Waves come. They're big.

Here are a few unsorted musings.

If you ever want to juggle fire on the beach, and you're hoping for a crowd, just park yourself next to a bonfire with many many teenagers standing around it. They will not be able to contain themselves, and you'll find yourself surrounded by awed, cheering fans who will either shriek and scream in delight (OH MY GOOOOOD!!!!), if they're female, or say, "Oh dude, that's sweet. Check that OUT," if they're bros. Teenagers are so great. They almost always make me tear up, partly because I remember what it felt like to be a teenager, how I was almost coming out of my skin with ideas and humiliation and the wonder of the universe, and also because there is nothing quite like the paradox of a teenager, how self-conscious and free they are. They're all like, ohmygod, someone's looking at me, and then screaming in exhilaration as my superstar husband catches the fire torch by the flame (ouch!).

Seriously, though, Chinua is amazing, and he did gather quite a crowd. It was really fun. And the great thing about Southern California is that everyone is so laid back. The fire department showed up to keep an eye on things, but no one asked him to stop.

My son, while trying to eat a hot potsticker, said very seriously, "It's not hot on my white teeth, only on my gum teeth." These are the moments when I am very proud to be his mother.

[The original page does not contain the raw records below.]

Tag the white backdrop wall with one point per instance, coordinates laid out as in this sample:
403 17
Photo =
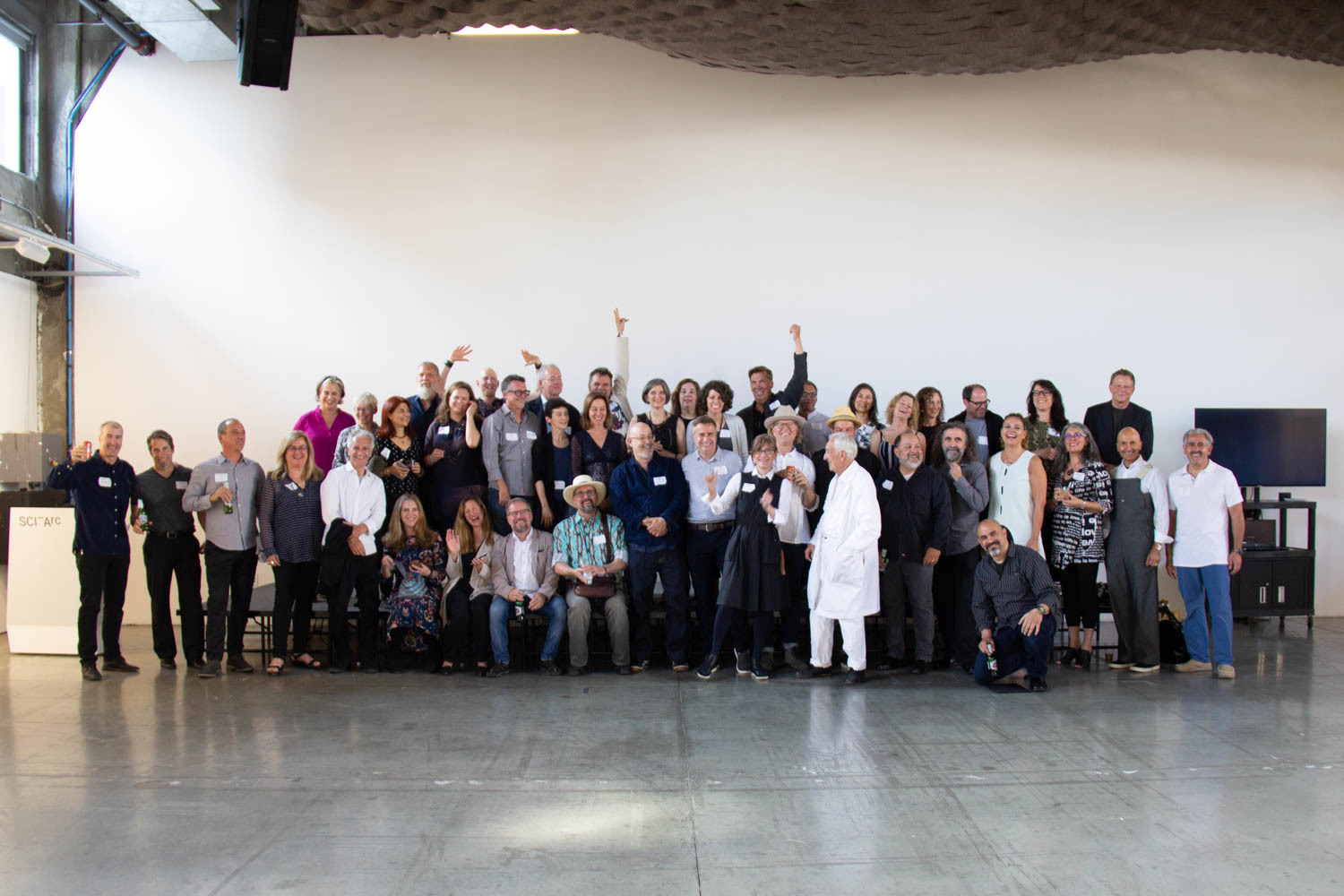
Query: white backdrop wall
1176 215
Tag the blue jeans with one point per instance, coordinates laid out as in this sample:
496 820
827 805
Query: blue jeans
554 610
669 565
1015 650
1214 583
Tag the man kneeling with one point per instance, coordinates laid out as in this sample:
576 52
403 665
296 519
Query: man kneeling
1015 603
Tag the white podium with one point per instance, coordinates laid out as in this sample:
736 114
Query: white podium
43 599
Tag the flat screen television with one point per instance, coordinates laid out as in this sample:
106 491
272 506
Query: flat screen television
1268 446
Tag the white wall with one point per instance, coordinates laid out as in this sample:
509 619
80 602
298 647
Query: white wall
1176 215
18 355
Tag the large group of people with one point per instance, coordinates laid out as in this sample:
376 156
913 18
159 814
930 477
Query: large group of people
443 514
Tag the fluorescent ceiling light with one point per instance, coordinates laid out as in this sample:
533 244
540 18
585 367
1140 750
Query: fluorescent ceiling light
508 30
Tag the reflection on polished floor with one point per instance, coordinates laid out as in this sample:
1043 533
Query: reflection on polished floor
314 783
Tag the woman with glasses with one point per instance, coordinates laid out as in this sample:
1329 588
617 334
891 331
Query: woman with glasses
290 519
1080 498
753 565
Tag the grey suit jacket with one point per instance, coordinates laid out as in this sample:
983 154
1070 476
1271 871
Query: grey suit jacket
543 563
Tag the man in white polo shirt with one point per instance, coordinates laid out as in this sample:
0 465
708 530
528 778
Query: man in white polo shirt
1203 498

Yesterday we went to Mexico, and it was a combination of being the best experience that I've had in a long, long, time, and being a day of me trying to get away from myself. Like that Innocence Mission song, Going Away

"I hope some other time/
I won't care so much about/
being understood as I do now/
I would leave myself and go away/
I would like to follow you away."

I was looking around and loving where I was, loving my beautiful family, loving Mexico, loving the beach and the taco stand and my husband who can get along well enough in Spanish with a good enough accent that people take him to know it fluently, and the train of conversation takes off, with him clinging to the sides. I loved Mexico from the first day I was there, seven years ago, and my innocent, pre-India self was amazed and intrigued by the messiness of the streets and the pinned-together houses. Chinua and I, longing to leave America for a while and travel, drank it in like thirsty sailors.

But there it was, the anxiety, that knot in my gut that never left, the tension in my neck that curled around my spine and yanked, the sick feeling that had me in tears a few times. I hate myself like this. I don't know how to love myself like this, and even worse, I don't know how to believe that God loves me like this.

And then I went swimming, by myself, while the kids and their superstar dad made a sandcastle on the beach. And I stood in the waves and was knocked off of my feet again and again, and I thought, yes, this is how it feels, this is why I never catch my breath. I pretended that the waves were my fear and my loneliness, pretended that if I could just stay standing I would beat all this, that I would feel like Rae again, like that teenage self who can scream and shriek in delight. And then I let myself be carried for a while, and I was tired, and I wondered if I could let go enough to let the waves of this great fear hit me, yet still see the sunset, like I was seeing it around me, the sherbet colors, the sparkly horizon. And I rested, and watched the silhouetted fishing boats with their circles of birds.